Come suggerito dal titolo, lo spettacolo è suddiviso in tre capitoli distinti, separati da un gioco di luci e colori complementari e da una musica grave e profonda che stimola la riflessione dei diversi momenti. Si comincia con Charles Baudeaire, con cui la poesia diventa antidoto contro dolore e indifferenza, contro una società consumistica e iperproduttiva, ma intrappolata nell’eterna notte di una vita incapace di godere dei piccoli piaceri quotidiani, come il profumo di una cena calda, la sera, davanti al fuoco, o la silenziosa compagnia della persona amata.
Con Dante si esplorano alcuni gironi dell’Inferno, partendo non a caso da quello degli ignavi, coloro che non prendono parte né decisioni, la cui analisi risuona terribilmente con il momento sociale e politico che stiamo vivendo in questo momento. La realtà di oggi è, o appare essere, il regno degli ignavi, dei «tiepidi che sanno delle stragi e girano la faccia dall’altra parte», di chi non si schiera mai né si batte per difendere i propri ideali e i propri desideri. Gli eterni neutrali, se vogliamo utilizzare un linguaggio più conforme ai nostri giorni, si scontrano con Ulisse, che dà la propria vita per la sua sete di conoscenza, e Paolo e Francesca, che muoiono per il desiderio di amare e essere amati. Una minoranza, una manciata di miracoli umani che riescono a portare un raggio di luce nella grigia apaticità di oggi. La chiusura della pièce è affidata agli antichi Greci, la culla della cultura europea, ora appiattita all’idolatria del potere e del denaro piuttosto che al desiderio di libertà per tutti i popoli, all’esaltazione del bello e alla verità del teatro. Dal Mito della Caverna di Platone all’esortazione di non andare a votare possono passare decine di secoli, oppure un attimo.

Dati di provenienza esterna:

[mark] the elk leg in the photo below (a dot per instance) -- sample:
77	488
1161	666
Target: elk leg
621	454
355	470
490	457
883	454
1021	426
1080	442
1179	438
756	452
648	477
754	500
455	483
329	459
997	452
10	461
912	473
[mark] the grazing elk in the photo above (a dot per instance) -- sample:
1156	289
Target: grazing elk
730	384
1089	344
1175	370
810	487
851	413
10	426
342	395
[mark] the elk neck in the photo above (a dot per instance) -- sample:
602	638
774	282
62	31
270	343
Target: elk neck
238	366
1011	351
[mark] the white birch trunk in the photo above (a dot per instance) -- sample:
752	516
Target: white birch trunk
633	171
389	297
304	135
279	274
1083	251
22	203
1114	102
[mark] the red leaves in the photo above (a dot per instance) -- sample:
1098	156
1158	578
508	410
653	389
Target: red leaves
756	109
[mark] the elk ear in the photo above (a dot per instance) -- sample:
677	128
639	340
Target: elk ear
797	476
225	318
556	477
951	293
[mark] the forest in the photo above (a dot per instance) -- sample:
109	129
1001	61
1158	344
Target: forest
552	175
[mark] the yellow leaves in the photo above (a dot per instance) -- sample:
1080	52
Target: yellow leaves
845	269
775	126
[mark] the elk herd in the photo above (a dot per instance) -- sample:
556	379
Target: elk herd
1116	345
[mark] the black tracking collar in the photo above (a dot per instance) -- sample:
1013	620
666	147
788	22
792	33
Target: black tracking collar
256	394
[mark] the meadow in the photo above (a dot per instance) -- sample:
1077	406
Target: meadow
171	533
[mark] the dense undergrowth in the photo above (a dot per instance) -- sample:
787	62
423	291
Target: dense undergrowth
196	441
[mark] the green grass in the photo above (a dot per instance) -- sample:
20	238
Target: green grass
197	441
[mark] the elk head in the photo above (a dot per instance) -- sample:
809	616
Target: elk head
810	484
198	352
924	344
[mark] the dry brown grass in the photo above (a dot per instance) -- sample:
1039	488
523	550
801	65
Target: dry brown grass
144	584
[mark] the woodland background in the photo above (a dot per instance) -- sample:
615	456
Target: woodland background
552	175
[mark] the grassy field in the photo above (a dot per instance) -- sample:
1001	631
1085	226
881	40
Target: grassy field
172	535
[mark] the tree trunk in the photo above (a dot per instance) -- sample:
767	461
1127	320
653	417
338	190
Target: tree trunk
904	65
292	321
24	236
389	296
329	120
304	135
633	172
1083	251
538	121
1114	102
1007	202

Un testo così profondo come “Tre modi per non morire” colpisce chi lo legge nella solitudine della propria casa, ma necessita di ottime doti attoriali perché susciti le stesse emozioni a un pubblico teatrale. Toni Servillo riesce a dare pieno senso e pathos allo spettacolo per la sua indiscussa capacità di utilizzare più linguaggi comunicativi, variandoli con fluidità e immediatezza. Basta un gesto, un’espressione o un cambio di accento – particolarmente d’impatto è il terzo capitolo, “Il fuoco sapiente”, recitato con chiara cadenza napoletana e qualche parola in dialetto – per cambiare l’atmosfera sulla scena meglio di qualsiasi intensità di luce o tonalità di colore.
Nello spettacolo in scena al teatro Strehler di Milano, la poesia è l’unico modo per non morire, declinata in tre o trecento modi diversi. L’unico modo che abbiamo di vivere davvero, sembrano dirci Montesano e Servillo, è tornare a sentire, a credere e a sognare. In una parola, tornare a essere umani.